Fast answer is to buy a product called Seachem Flourish Excel. Its Excel not the regular Flourish. Dose twice the recommended dosage for one week, and dont miss a dosage. After the first week, dose the normal dosage on the back of the bottle. Continue with this for a couple of weeks and you will see the black algae turn red and then go away.

Correct answer is your not getting enough CO2 in your tank. What is your water change schedule and tank size, light period and how much light you using?


----------



## FretsOnFire00 (Sep 10, 2009)

25% once a week, 55 gallon, 7 am to 10 pm


----------



## Blue Flame (Jan 16, 2006)

I've had good results with this product, myself.

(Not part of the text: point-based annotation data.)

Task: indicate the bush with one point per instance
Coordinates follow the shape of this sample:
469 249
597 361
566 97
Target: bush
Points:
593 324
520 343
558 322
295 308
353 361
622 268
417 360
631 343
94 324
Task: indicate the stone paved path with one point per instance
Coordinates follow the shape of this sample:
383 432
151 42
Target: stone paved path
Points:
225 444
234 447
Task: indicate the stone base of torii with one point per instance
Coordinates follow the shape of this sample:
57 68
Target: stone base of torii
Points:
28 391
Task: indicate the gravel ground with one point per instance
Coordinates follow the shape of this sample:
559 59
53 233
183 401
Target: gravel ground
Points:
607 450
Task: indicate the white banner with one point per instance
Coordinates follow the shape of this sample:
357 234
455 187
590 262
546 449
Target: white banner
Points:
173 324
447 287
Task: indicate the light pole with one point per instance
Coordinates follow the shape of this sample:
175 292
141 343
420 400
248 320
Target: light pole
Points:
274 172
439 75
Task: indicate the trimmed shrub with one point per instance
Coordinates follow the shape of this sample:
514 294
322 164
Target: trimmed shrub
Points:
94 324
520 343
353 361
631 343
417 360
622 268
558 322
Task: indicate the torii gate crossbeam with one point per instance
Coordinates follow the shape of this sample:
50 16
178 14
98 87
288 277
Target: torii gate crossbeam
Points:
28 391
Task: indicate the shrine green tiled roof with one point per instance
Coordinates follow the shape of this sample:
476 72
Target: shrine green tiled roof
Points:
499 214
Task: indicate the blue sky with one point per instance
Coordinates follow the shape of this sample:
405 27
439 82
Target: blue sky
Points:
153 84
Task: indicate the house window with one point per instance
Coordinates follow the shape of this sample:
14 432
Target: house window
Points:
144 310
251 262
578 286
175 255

http://www.petco.com/Assets/product_images...6798771845C.jpg


----------



## FretsOnFire00 (Sep 10, 2009)

thanks blueflame ill give that a try


----------



## maknwar (Jul 16, 2007)

FretsOnFire00 said:


> 25% once a week, 55 gallon, 7 am to 10 pm


Reduce your light period to 8-10 hours.


----------



## Winkyee (Feb 17, 2003)

maknwar said:


> 25% once a week, 55 gallon, 7 am to 10 pm


Reduce your light period to 8-10 hours.
[/quote]








and pick up the excel, that stuff really works.


----------